Spectre bounds check data flow mitigation

Created 9 January 2018.

Update: Please note that there have been suggestions that this approach is not always effective, that the processor may on some occasions execute the load before the branch, but no PoC was offered.

One potential approach to mitigating the Spectre bounds check vulnerability is to create a data flow dependency between the inputs to the delayed branch and the attacked data access. This is applicable where a comparison of the index to the array length is to be retained, and precisely limits speculative memory access to the array bounds.

Typically a bounds check compares an array index to the array length and branches to an out-of-bounds (OOB) path if the index is greater than or equal to the length, and then the control transfers to the protected memory access operator and this uses only the index data and does not use the array length. If the processor has the index on hand, but not the length, then it can speculate the conditional branch and still meet the data flow dependencies for the memory access operator and this is exploited in the Spectre attack.

If data flow dependencies for the memory access can include the array length too then this blocks the processor speculatively executing the memory access until the array length is on hand too and at that point the bounds check conditional branch also has its dependencies so the speculative path can unwind if necessary. Preliminary testing suggests this does block the Spectre attack at least on some Intel processors tested.

So how can this dependency be usefully created? One approach is to prepare by adding the array length to the array base address, and then when comparing the index and to the array length to use a subtraction operator rather than a comparison operator returning both the Carry Flag (CF) for the conditional branch and a data flow result that can be an input into the memory access and that depends on both the array index and the array length. The subsequent memory access can then add the previously calculated array base plus length to this index less length and the length cancels out and the memory accesses the base plus index.

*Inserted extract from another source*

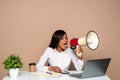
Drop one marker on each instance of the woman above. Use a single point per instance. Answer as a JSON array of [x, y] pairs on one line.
[[59, 56]]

This approach seems to have significant merit. It creates only the required data flow dependency and does not otherwise stall speculative execution. In comparison the Intel suggestion of using and lfence operation would have a much higher performance impact. There are various combinations of masking, shifting, adding and subtracting that can also limit the range of the index without branching and thus create a sound data flow for speculative execution, but when these are used in addition to a comparison the performance seems lower. This simplest would be to just mask off high bits, but that is only precise if the length is a power of two, and event that appear to be slower when retaining the bounds check conditional branch.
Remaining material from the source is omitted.